The new executive order on H-1B visas signed Tuesday by President Donald Trump makes it more difficult to obtain this type of visas. High-tech foreign workers and their employers will be subject to a much closer scrutiny to avoid abuse.
The new approach outlined in the executive order requires a cooperation between the Department of Labor, the Department of Justice and the Department of Homeland Security. They will conduct a full legal analysis of all the problems negatively impacting American workers in the H-1B visa system.
It is the first step of a major reform of this visa program which will be conducted later by Congress. In the meantime, the three Departments can start tracking down and fighting abuses.
DHS is already setting better requirements for admission and will conduct inspections. DOJ will prosecute the abusers and the Department of Labor will prevent the cheap labor aspects.
It is good that the Administration is not trying to change the H-1B unilaterally but it rather involves multiple Departments. The program has many moving parts and it requires a wider group effort to bring it under control and then reform it.

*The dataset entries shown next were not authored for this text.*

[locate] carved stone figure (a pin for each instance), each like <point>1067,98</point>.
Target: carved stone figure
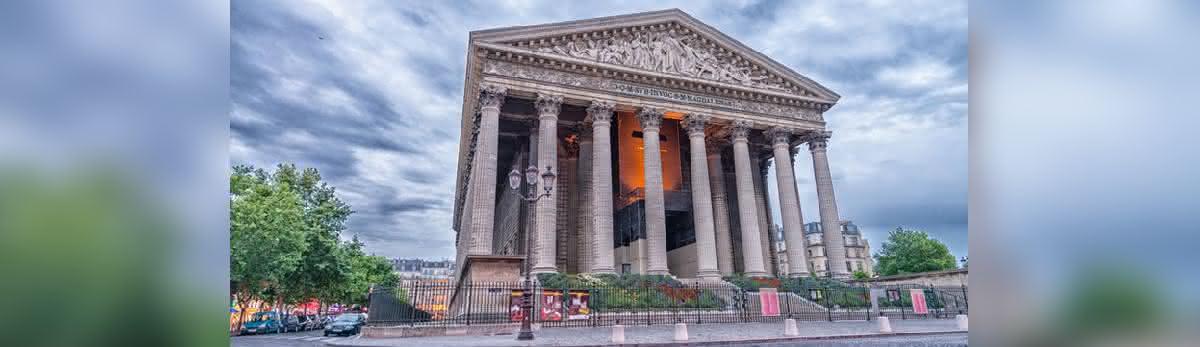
<point>670,52</point>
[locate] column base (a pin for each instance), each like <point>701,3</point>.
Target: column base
<point>756,274</point>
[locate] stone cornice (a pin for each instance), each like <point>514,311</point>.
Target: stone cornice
<point>673,17</point>
<point>513,54</point>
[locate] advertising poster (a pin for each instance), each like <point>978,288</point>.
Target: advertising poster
<point>552,305</point>
<point>515,301</point>
<point>769,299</point>
<point>918,301</point>
<point>577,306</point>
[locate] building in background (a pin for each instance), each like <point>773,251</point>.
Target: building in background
<point>858,250</point>
<point>421,268</point>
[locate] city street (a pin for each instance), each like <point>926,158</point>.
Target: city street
<point>303,339</point>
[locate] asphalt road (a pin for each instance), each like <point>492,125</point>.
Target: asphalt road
<point>315,339</point>
<point>303,339</point>
<point>911,340</point>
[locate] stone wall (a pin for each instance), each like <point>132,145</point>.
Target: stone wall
<point>955,277</point>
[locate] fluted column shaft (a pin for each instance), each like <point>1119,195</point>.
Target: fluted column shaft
<point>831,226</point>
<point>601,189</point>
<point>655,204</point>
<point>760,199</point>
<point>701,199</point>
<point>720,211</point>
<point>789,203</point>
<point>547,207</point>
<point>483,204</point>
<point>748,215</point>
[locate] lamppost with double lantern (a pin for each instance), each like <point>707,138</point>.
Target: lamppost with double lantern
<point>531,196</point>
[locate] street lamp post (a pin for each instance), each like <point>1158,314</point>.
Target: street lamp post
<point>531,196</point>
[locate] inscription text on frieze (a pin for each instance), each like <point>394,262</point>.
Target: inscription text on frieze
<point>671,95</point>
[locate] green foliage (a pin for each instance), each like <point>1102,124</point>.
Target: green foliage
<point>912,251</point>
<point>634,291</point>
<point>286,241</point>
<point>89,257</point>
<point>1111,299</point>
<point>267,237</point>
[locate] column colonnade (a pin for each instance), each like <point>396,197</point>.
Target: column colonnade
<point>709,195</point>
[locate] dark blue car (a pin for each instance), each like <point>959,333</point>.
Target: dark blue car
<point>262,323</point>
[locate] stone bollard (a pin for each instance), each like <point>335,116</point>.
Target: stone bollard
<point>681,331</point>
<point>790,328</point>
<point>618,334</point>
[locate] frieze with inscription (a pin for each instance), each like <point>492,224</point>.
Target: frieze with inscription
<point>606,84</point>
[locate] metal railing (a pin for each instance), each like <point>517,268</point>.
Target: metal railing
<point>435,304</point>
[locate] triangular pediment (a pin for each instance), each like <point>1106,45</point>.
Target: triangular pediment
<point>667,42</point>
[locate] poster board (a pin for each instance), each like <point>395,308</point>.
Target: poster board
<point>769,299</point>
<point>515,301</point>
<point>918,301</point>
<point>552,305</point>
<point>577,305</point>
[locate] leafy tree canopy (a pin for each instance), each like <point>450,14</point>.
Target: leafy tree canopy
<point>909,251</point>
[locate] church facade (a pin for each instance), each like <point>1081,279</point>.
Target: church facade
<point>660,131</point>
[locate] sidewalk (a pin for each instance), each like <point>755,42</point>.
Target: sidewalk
<point>699,334</point>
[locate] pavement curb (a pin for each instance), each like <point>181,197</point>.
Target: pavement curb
<point>719,342</point>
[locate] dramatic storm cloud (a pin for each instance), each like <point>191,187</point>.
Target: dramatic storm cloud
<point>370,93</point>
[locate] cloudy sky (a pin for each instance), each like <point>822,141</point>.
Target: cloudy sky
<point>370,93</point>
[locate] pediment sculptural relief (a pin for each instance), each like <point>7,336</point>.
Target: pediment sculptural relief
<point>669,52</point>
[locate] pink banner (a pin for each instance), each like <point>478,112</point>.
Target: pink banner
<point>769,299</point>
<point>918,301</point>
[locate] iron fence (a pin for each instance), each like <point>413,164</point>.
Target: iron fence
<point>444,303</point>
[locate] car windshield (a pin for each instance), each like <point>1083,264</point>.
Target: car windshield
<point>348,318</point>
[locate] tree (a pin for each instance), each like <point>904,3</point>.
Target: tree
<point>323,265</point>
<point>267,235</point>
<point>365,271</point>
<point>912,251</point>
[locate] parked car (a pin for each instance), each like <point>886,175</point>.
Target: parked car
<point>262,323</point>
<point>291,323</point>
<point>346,324</point>
<point>310,322</point>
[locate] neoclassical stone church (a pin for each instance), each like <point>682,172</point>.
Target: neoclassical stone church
<point>660,131</point>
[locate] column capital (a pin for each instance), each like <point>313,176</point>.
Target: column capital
<point>649,117</point>
<point>741,129</point>
<point>600,111</point>
<point>779,135</point>
<point>491,95</point>
<point>549,105</point>
<point>817,139</point>
<point>695,123</point>
<point>713,144</point>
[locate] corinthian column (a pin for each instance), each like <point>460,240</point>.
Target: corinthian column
<point>720,209</point>
<point>655,214</point>
<point>789,203</point>
<point>835,249</point>
<point>748,209</point>
<point>547,157</point>
<point>601,187</point>
<point>483,203</point>
<point>701,199</point>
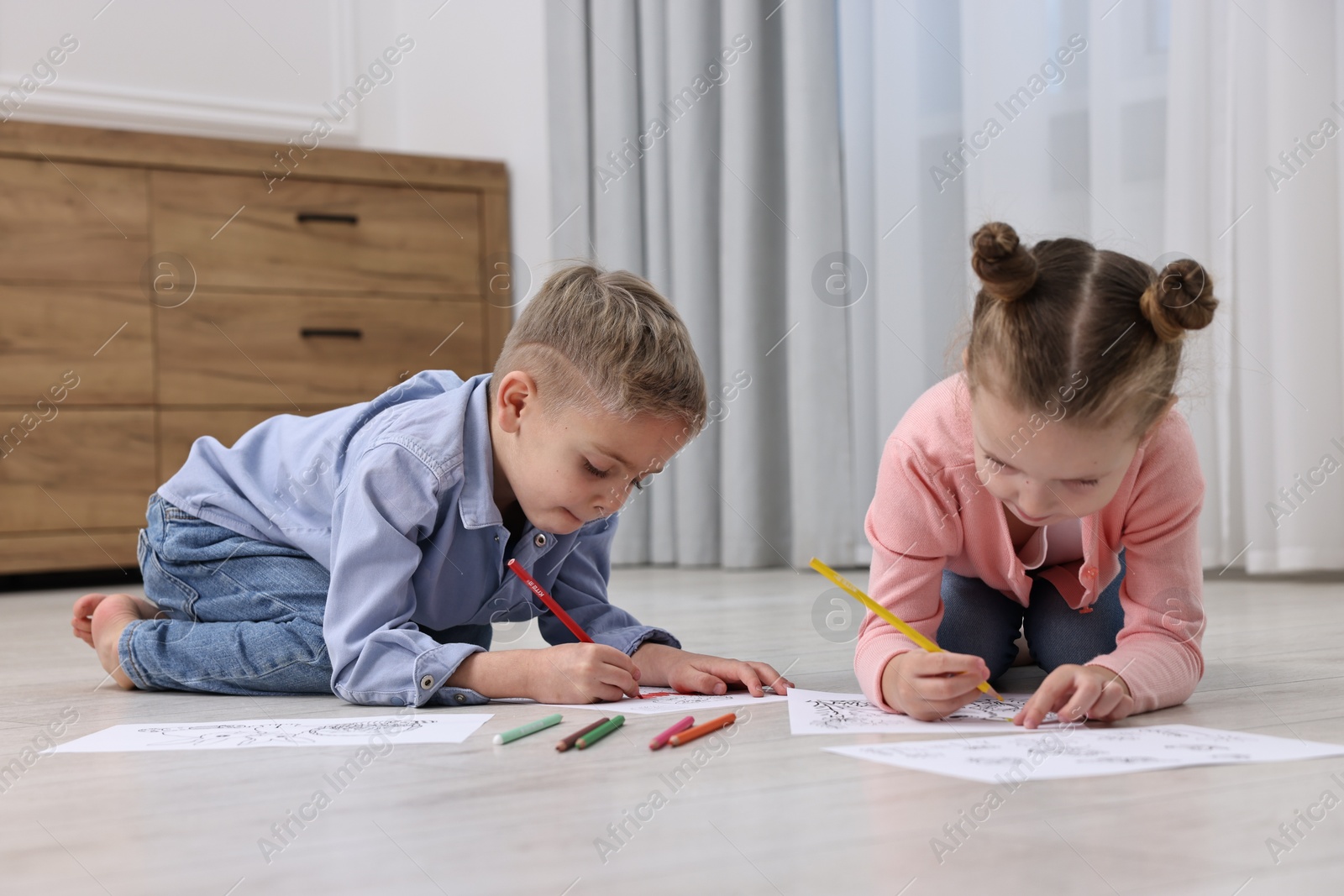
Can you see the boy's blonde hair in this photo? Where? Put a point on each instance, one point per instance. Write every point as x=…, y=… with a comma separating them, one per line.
x=606, y=340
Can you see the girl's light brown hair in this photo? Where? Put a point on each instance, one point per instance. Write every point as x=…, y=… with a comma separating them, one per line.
x=1065, y=307
x=606, y=340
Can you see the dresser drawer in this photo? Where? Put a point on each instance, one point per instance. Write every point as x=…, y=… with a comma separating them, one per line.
x=76, y=345
x=291, y=352
x=319, y=235
x=71, y=222
x=78, y=469
x=178, y=430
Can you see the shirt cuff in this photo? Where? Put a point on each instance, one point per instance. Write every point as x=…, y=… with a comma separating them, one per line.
x=635, y=637
x=436, y=667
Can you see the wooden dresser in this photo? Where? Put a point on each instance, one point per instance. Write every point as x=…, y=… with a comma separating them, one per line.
x=155, y=289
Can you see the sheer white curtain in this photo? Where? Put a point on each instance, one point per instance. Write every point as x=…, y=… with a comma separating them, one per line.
x=811, y=215
x=1254, y=187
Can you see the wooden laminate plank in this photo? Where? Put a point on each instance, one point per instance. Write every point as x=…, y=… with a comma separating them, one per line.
x=171, y=152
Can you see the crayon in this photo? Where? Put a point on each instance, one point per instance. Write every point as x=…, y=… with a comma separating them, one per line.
x=699, y=731
x=658, y=743
x=549, y=600
x=530, y=728
x=569, y=741
x=900, y=625
x=601, y=731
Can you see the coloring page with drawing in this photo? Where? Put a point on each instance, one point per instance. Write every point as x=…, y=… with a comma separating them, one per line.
x=817, y=712
x=1081, y=752
x=351, y=731
x=665, y=701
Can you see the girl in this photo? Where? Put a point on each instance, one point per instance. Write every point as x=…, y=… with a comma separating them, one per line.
x=1048, y=490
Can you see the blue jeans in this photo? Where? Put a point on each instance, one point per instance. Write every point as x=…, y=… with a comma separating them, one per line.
x=239, y=616
x=979, y=620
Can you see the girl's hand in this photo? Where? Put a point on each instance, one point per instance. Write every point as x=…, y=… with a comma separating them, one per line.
x=932, y=685
x=699, y=673
x=1075, y=694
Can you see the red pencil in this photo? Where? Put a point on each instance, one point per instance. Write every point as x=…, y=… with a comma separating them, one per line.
x=699, y=731
x=549, y=600
x=658, y=743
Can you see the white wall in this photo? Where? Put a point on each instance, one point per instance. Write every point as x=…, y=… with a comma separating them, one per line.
x=474, y=83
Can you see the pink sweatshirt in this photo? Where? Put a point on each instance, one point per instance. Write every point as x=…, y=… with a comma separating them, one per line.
x=931, y=513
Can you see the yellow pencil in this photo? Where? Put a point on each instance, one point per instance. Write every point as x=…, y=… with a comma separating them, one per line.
x=890, y=617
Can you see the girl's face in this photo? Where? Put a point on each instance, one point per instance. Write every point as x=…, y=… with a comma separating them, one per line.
x=1046, y=470
x=566, y=468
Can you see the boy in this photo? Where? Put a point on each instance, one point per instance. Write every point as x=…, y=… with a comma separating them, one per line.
x=363, y=551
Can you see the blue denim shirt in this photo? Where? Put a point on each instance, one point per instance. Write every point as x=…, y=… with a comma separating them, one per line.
x=396, y=499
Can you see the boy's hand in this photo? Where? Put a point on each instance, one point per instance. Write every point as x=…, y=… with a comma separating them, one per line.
x=582, y=673
x=1075, y=694
x=932, y=685
x=699, y=673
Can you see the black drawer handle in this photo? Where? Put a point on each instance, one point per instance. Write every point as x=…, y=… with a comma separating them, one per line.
x=338, y=332
x=304, y=217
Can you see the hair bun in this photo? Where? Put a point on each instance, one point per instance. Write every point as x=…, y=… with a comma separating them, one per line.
x=1180, y=298
x=1003, y=265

Fixing Long Standing Abuses
President Donald Trump had included the reform of H-1B as one of his campaign promises and some of his electors were getting worried he might not act on it anytime soon. This is a step in the right direction for them and it is becoming again a politically charged topic.
“American workers have long called for reforms to end these visa abuses and today their calls are being answered for the first time … No one can compete with American workers when they compete on a fair and level playing field, which hasn’t happened for decades,” Trump said at an appearance in Kenosha, Wisconsin.
The new rules will have to ensure that H-1B visas go only to the “most-skilled or highest-paid applicants.”
Foreign companies are already getting the message and applications for H-1B visas have dropped this month.
The application submitted for the visas to be released in 2018 were down 16% as compared to last year. USCIS (US Citizenship and Immigration Services) said that it received 199,000 applications this year as compared to 236,000 last year.
They are still far more than the 85,000 visas available for this category. Yet the decrease signals a change in strategy. Outsourcing companies are already dropping those applications they know will be refused.
As a matter of fact, the order comes too late to really affect this year’s 65,000+20,000 H-1B visa quota. The lottery that is already underway and they might just be able to catch some abuses through inspections in the field. There is still no word on the H-4 visa which allows spouses of H-1B professionals to work in the US.